空っぽだと、以下のような文言が表示されます。
ウィジェットブループリントを作る
UE4において、UI表示を担当する仕組みがUMG(Unreal Motion Graphics)で、アセットのタイプは Widget Blueprint になります。
フォルダを作ったのと同じように右クリックして Widget Blueprint を探します。
今度は一番下の項目の中のさらに一番下にあります。辿りやすい。
適当に wb_BG と名付けました。
ダブルクリックして専用のエディタを開きます。
バックグラウンド編
最初のWidgetは背景専用で作っていきます。
このエディタは、2つの編集モード に切り替えることができます。
右上に並ぶ2つのボタンで、オレンジ色にハイライトされているほうが現在のモードを表しています。

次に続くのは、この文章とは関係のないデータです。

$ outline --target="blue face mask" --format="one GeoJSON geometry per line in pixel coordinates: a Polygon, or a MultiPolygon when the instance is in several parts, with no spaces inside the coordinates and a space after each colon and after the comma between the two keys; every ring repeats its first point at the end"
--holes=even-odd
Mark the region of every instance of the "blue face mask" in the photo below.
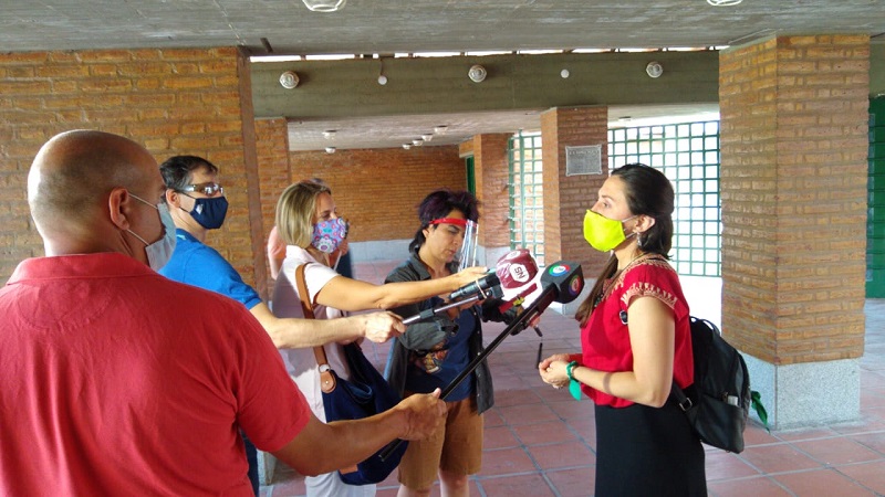
{"type": "Polygon", "coordinates": [[[139,197],[129,193],[133,198],[153,207],[154,209],[159,212],[159,220],[163,223],[163,237],[157,240],[154,243],[147,243],[147,241],[137,234],[135,234],[132,230],[126,230],[132,233],[133,236],[140,240],[142,243],[145,244],[145,255],[147,255],[147,264],[154,271],[159,271],[163,266],[166,265],[167,262],[173,257],[173,252],[175,252],[175,223],[173,222],[173,216],[169,215],[169,207],[165,203],[159,203],[154,205],[153,203],[144,200],[139,197]]]}
{"type": "MultiPolygon", "coordinates": [[[[190,198],[194,199],[194,197],[190,198]]],[[[190,211],[190,216],[194,218],[200,226],[207,230],[217,230],[221,228],[221,224],[225,224],[225,216],[227,213],[228,199],[225,197],[216,197],[211,199],[194,199],[194,209],[190,211]]]]}

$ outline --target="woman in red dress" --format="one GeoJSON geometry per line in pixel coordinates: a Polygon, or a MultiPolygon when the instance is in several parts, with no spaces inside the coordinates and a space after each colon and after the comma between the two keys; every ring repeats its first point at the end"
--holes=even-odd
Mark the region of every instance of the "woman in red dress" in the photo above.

まずはこの Designer モードで 表示したいものを置いていきます。
最初から CanvasPanel が一つだけ置かれた状態で編集を開始します。邪魔だと思えるくらいUMGに慣れるまでは、このCanvasが画面のサイズを表していると思って作業するといいと思います。
今回は背景ということで、まず左のPaletteタブから Common カテゴリの Image をドラッグします。
ドロップできる場所は2か所あります。
作業の手間が少し変わる程度なので、どちらでもOK。
意味合いとしては、
キャンバスにドロップ
置き場所を探りながら直感的に配置したい
マウスで感覚的に位置を決めることができる
ヒエラルキーにドロップ
親子関係(階層構造)を気にしながら配置したい
座標がゼロリセットされた状態で配置される
一度配置してしまえば、座標の調整は、Detail(詳細)タブからも行えるので、どちらの方法でも大差ないです。後から親子関係を変えると表示位置が変わるので、調整の手間を惜しむなら、一考してからどちらかを選択するといいかも。
さてこの取り出した Imageパーツ のサイズと位置を整えるのですが、アンカー(Anchor)の設定をうまく活用したいと思います。
適当にキャンバスにドロップしたらこうなりました。
右のDetailsタブにある Slot > Anchors にあるプルダウンをクリックします。
ポップアップウィンドウの中から右下のアイコンを選択します。
このとき Ctrl キー 押しながらクリックするとラクチンです。
押さずにクリックすると下の画像のようになります。
エディタ右にあるDetail(詳細)タブからパラメータを変更します。
Offest ~ と書かれた部分は、選んだアンカータイプによって変化します。
今回は上下左右全てを 画面の端から何ピクセル? というアンカーを選んだので、すべてをゼロにすると、画面にピッタリ合うようになります。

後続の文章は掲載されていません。